Prove the vector calculus identity $\frac{1}{2}\mathbf{\nabla(\lVert u \rVert ^2) = (u \cdot \nabla)u+u \times (\nabla \times u )}$

Question

My attempt: Consider the first component of both sides. $$LHS=\frac{1}{2}\frac{\partial}{\partial x_1}(u_1^2+u_2^2+u_3^2)=u_1 \frac{\partial u_1}{\partial x_1}+u_2 \frac{\partial u_2}{\partial x_1} + u_3 \frac{\partial u_3}{\partial x_1}$$ $$RHS=u_1\left( \frac{\partial u_1}{\partial x_1}+\frac{\partial u_2}{\partial x_2}+\frac{\partial u_3}{\partial x_3}\right)+u_2(\partial_1u_2-\partial_2u_1)-u_3(\partial_3u_1-\partial_1u_3)$$

Then I got stuck as I couldn't cancel out some of the terms and don't know how to proceed. Any help will be appreciated!

Answer 1

I think you may have misinterpreted the notation $(\mathbf u . \nabla) \mathbf u$.

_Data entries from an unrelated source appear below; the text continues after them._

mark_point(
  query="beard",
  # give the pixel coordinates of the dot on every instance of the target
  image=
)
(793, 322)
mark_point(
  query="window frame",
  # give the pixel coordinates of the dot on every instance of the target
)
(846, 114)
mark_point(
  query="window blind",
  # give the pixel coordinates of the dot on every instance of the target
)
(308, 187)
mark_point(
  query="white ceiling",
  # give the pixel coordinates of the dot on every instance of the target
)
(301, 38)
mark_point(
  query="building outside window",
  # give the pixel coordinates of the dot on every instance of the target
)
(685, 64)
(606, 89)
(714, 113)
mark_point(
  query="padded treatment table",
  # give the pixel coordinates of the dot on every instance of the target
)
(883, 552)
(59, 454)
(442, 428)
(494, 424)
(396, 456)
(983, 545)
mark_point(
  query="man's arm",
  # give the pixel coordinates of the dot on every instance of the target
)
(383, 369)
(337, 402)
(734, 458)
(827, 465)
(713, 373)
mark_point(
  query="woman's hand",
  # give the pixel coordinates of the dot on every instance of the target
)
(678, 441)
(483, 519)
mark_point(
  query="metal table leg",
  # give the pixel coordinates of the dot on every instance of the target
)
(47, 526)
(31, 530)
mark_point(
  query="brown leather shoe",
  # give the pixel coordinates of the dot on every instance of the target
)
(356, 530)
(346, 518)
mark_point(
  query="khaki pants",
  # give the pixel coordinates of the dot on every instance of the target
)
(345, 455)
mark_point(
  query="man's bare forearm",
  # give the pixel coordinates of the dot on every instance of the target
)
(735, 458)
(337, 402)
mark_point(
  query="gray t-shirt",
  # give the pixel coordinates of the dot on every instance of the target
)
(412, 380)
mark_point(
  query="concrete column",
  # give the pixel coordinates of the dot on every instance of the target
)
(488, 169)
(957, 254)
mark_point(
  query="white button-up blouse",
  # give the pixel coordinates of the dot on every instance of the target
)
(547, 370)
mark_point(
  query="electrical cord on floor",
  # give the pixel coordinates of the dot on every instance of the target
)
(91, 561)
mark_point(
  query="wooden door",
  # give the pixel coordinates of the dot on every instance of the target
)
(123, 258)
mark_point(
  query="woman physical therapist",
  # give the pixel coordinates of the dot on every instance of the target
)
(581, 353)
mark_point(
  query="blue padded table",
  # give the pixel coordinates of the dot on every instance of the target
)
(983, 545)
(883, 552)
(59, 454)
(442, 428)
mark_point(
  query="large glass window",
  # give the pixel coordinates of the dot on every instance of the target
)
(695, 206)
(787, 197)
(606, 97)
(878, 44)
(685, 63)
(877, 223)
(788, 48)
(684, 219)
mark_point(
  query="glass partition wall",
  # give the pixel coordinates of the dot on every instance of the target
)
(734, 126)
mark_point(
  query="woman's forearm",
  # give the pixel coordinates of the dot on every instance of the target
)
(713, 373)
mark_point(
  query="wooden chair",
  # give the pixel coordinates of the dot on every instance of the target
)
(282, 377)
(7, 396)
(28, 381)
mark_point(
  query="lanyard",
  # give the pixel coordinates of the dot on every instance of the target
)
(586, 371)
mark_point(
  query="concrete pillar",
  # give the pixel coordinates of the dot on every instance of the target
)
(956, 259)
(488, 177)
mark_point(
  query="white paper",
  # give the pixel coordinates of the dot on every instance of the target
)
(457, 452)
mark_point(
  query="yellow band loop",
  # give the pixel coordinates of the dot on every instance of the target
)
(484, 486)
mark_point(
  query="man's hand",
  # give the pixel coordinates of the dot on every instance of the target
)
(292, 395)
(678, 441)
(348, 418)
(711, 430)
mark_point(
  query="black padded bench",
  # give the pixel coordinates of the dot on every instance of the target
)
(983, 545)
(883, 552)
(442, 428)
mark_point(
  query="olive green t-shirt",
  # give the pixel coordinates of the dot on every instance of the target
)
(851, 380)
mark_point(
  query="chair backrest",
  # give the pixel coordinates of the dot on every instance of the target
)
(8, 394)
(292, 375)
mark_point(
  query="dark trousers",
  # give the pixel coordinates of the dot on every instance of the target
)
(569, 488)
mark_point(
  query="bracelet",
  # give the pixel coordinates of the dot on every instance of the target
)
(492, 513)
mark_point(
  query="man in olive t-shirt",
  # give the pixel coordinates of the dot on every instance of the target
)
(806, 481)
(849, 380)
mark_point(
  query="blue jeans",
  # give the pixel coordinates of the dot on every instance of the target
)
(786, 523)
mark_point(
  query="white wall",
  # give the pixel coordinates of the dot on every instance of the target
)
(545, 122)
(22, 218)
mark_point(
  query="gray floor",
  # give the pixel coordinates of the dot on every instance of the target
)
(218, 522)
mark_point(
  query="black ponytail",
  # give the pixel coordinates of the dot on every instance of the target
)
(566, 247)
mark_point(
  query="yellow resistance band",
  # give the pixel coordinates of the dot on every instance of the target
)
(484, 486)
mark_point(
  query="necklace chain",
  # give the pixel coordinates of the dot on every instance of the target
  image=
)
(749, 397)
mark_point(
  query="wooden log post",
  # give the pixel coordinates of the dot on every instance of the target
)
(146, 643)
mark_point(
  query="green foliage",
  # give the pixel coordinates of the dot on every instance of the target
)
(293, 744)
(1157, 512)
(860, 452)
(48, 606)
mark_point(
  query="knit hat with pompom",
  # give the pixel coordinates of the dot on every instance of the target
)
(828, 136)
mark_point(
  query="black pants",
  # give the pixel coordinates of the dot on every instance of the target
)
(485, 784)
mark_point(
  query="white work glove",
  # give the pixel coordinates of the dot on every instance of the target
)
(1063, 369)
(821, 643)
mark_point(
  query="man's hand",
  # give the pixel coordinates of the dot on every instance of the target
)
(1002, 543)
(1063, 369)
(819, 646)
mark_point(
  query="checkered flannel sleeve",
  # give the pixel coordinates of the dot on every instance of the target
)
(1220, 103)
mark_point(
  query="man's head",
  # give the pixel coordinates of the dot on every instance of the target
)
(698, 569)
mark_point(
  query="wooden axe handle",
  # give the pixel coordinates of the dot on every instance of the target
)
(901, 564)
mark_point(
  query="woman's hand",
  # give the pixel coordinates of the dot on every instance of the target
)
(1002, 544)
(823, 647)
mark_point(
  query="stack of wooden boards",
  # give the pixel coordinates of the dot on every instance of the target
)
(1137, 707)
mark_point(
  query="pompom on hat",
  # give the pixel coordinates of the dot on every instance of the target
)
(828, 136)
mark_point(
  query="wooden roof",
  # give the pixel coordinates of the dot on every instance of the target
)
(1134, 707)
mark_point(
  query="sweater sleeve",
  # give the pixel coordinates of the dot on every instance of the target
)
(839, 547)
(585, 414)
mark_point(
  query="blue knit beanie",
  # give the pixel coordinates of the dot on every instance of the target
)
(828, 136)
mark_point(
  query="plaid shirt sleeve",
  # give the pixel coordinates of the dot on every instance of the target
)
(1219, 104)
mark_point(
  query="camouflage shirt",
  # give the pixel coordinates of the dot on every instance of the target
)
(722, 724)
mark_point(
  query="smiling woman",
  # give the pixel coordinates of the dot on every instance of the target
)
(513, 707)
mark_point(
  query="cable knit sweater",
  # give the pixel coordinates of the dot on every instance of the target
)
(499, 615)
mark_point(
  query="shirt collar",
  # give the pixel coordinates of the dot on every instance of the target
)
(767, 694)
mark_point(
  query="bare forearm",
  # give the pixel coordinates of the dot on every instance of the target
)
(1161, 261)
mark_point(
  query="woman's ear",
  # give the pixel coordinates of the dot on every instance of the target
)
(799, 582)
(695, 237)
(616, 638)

The first component of the RHS is actually this:

$$ \left(u_1 \partial_1 + u_2 \partial_2 + u_3 \partial_3 \right) u_1 + u_2 (\partial_1 u_2 - \partial_2 u_1) - u_3 (\partial_3 u_1 - \partial_1 u_3) $$

In other words, it is this:

$$ (u_1 \partial_1 u_1 + u_2 \partial_2 u_1 + u_3 \partial_3 u_1) + u_2 (\partial_1 u_2 - \partial_2 u_1) - u_3 (\partial_3 u_1 - \partial_1 u_3) $$

Answer 2

I'm going to use Einstein's notation. $$\begin{align} \left[(u \cdot \nabla)u+u \times(\nabla \times u)\right]_i &=u_j\partial_j u_i+\varepsilon_{ijk}u_j\varepsilon_{kpq}\partial_pu_q\\ &=u_j\partial_j u_i+\varepsilon_{kij}\varepsilon_{kpq}u_j\partial_pu_q\\ &=u_j\partial_j u_i+(\delta_{ip}\delta_{jq}-\delta_{iq}\delta_{jp})u_j\partial_pu_q\\ &=u_j\partial_j u_i+\delta_{ip}\delta_{jq}u_j\partial_pu_q-\delta_{iq}\delta_{jp}u_j\partial_pu_q\\ &=u_j\partial_j u_i+u_j\partial_i u_j-u_j\partial_ju_i\\ &=u_j\partial_i u_j\\ &=\frac{1}{2}\left(u_j\partial_i u_j+u_j\partial_i u_j\right)\\ &=\frac{1}{2}\left(\partial_i(u_j u_j)\right)\\ &=\frac{1}{2}\nabla(u \cdot u)_i \end{align}$$